Different generations will — should — bump up against each other if culture and society are to be living things. The same is true for companies and organisations. “Culture isn’t a box to check on the questionnaire of humanity, it’s a process you join, a life lived with others,” said the philosopher Kwame Anthony Appiah in a BBC Reith lecture in 2016.
All very well. But how does that help well-intentioned executives who worry they are going to say the wrong thing, about race, gender identity, sexuality, disability or other sensitive issues? Must the concerns of younger workers be heeded, or is there something more troubling going on?
In a recent essay for the Atlantic, David Brooks hinted at the latter, saying that by navigating a progressive cultural frontier more skilfully than their hapless Boomer bosses and by calling out the privilege of those above them, young, educated elites seek power within elite institutions. “Wokeness becomes a way to intimidate Boomer administrators and wrest power from them,” he wrote.
While a few may be acting in bad faith, surely not every colleague who says they feel threatened by the attitudes and discourse of some senior managers is making it up. The challenge of establishing “psychological safety” at work, defined as “a shared belief that an environment is safe for interpersonal risk”, remains.
That definition is offered by Amy Edmondson, professor of leadership and management at Harvard Business School.
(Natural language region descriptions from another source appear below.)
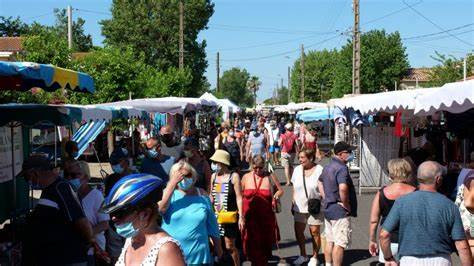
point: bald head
(428, 172)
(151, 143)
(166, 130)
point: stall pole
(13, 169)
(56, 148)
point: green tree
(118, 72)
(152, 27)
(233, 86)
(254, 85)
(383, 61)
(449, 69)
(12, 27)
(319, 75)
(81, 42)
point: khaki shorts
(306, 218)
(287, 159)
(338, 231)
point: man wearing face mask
(170, 146)
(58, 232)
(155, 162)
(339, 203)
(428, 223)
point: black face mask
(167, 139)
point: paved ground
(357, 253)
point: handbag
(226, 217)
(314, 205)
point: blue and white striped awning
(87, 133)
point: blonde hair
(400, 170)
(183, 165)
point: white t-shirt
(274, 136)
(91, 204)
(299, 196)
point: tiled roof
(10, 44)
(422, 74)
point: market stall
(400, 123)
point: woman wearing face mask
(188, 215)
(232, 146)
(91, 201)
(260, 232)
(226, 197)
(132, 205)
(193, 156)
(305, 187)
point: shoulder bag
(314, 205)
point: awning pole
(13, 170)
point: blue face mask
(126, 230)
(215, 168)
(152, 153)
(75, 184)
(186, 183)
(35, 186)
(350, 158)
(117, 168)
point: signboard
(6, 152)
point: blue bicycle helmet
(131, 191)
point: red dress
(261, 229)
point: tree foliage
(328, 74)
(233, 85)
(319, 75)
(118, 72)
(152, 27)
(383, 61)
(449, 69)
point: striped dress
(225, 200)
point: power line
(436, 25)
(391, 13)
(93, 12)
(282, 53)
(437, 33)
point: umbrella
(23, 76)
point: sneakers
(300, 260)
(313, 261)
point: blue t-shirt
(160, 168)
(428, 224)
(191, 220)
(335, 173)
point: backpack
(288, 143)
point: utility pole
(356, 50)
(289, 89)
(181, 35)
(302, 74)
(69, 27)
(218, 69)
(465, 68)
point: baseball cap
(343, 146)
(38, 162)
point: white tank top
(152, 257)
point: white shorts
(338, 231)
(306, 218)
(440, 260)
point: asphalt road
(357, 254)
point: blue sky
(263, 36)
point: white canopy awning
(390, 102)
(171, 105)
(455, 97)
(295, 107)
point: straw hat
(221, 156)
In a recent conversation with Vas Narasimhan, chief executive of pharmaceutical company Novartis, she explained why psychological safety makes sense as a goal for business leaders. “The evidence is pretty clear that psychologically safe teams have higher levels of performance, higher levels of innovation,” she said. “They have a greater willingness to speak up, more honesty about the things that go wrong and right.” Narasimhan agreed that “teams innovate better” in this sort of culture.
But how to build it? Prof Edmondson says it is better to raise the quality and candour of conversations in the context of real work (decisions and projects) rather than in abstract discussion. “Individual executives must learn and practise the skills of perspective taking and inquiry that facilitate candid sharing of ideas and concerns,” she adds. “But these skills take hold when teams practise them together.” Being open about shared vulnerability helps too. This should “normalise the kinds of questions, concerns, and unusual ideas that people may have but otherwise be reluctant to raise”.
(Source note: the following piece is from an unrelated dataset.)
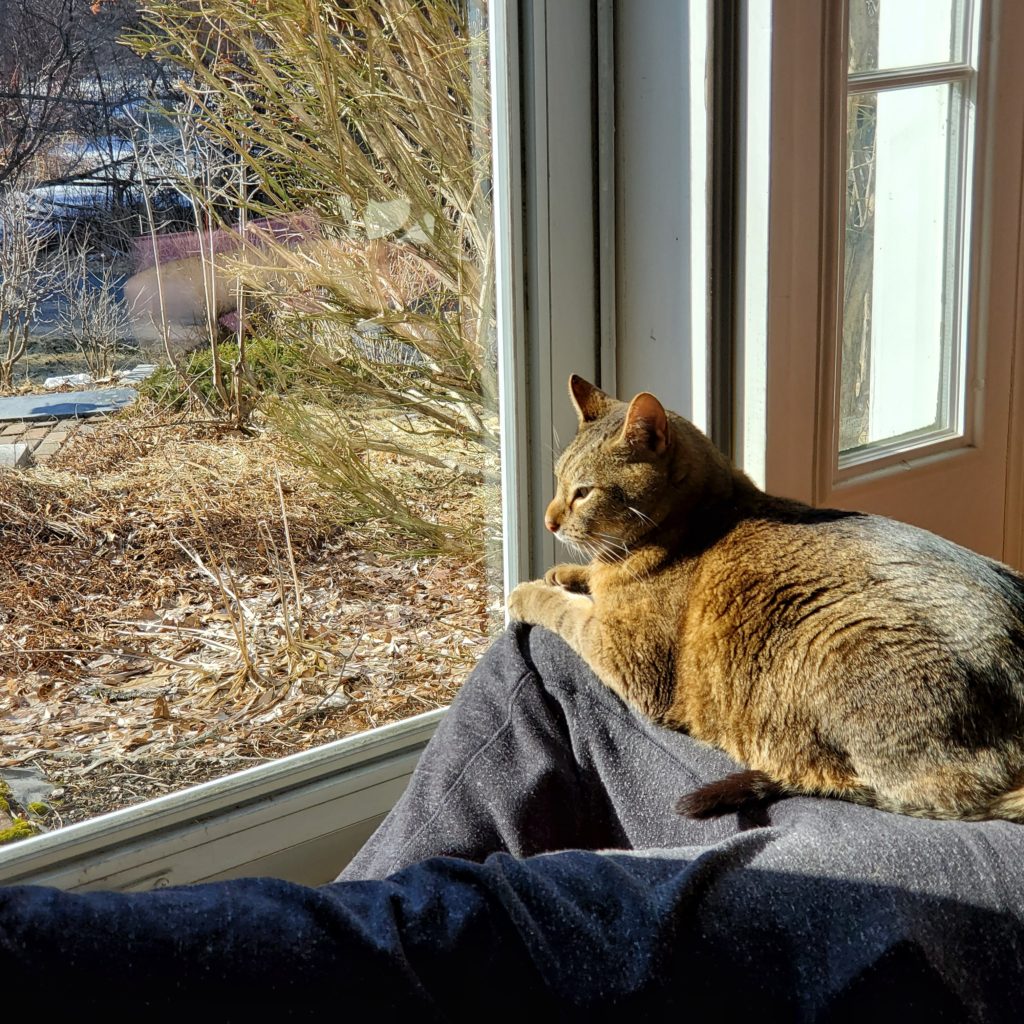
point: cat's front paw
(574, 579)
“We have got to have these conversations,” agrees Binna Kandola, senior partner and co-founder of Pearn Kandola, a business psychology consultancy. “Leaders tell me they are anxious about what to say, but as a result of that anxiety they don’t say anything. People pay attention when leaders speak,” he says.
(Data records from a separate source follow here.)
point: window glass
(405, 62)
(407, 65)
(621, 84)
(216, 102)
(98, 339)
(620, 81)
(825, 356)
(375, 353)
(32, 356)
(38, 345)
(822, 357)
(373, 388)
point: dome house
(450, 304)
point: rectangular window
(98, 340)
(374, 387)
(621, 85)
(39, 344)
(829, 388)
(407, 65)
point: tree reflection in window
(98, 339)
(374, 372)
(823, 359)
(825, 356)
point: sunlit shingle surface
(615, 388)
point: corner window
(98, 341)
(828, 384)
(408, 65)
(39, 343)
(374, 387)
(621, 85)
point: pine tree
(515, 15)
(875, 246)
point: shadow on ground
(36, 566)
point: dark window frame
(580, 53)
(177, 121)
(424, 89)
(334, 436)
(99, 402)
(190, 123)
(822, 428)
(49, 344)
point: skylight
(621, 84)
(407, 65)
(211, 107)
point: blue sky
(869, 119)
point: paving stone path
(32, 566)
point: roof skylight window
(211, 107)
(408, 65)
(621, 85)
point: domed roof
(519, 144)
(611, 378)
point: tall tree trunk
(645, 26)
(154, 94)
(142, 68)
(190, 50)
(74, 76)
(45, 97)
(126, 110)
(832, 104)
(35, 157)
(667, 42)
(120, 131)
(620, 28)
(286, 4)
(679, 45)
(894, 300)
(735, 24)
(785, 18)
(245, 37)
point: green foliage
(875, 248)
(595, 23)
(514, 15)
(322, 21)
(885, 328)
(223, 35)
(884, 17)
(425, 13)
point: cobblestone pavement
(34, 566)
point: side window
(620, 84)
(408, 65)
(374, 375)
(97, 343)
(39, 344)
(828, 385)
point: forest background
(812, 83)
“I would advise leaders to share their anxieties,” he adds. “Be clear that your intent is good, even if you may say things that land badly. By the way — all those anxieties you are feeling? That’s what minorities feel too. We have just got to get used to new things. We are going to have to discuss our way out of this, there is no other choice.”
Do not dismiss today’s “vulgar nincompoops”. They are the future. “I fought the war for your sort,” a disgruntled commuter tells the Beatles in their 1964 film A Hard Day’s Night. “I bet you’re sorry you won,” Ringo Starr replies. In November 1969, John Lennon sent back his MBE “in protest against Britain’s involvement in the Nigeria-Biafra thing, against our support of America in Vietnam and against Cold Turkey [his latest single] slipping down the charts”.
That sort of laconic humour might help defuse some of today’s tensions. Too many of us, of all ages, are poised to take offence at the slightest mis-step. As Paul Mitchell, a former US congressman, observed in a CNN interview screened after his death from cancer: “Learn to understand people and judge less and love more and let’s have less hatred. It’s destroying our society.”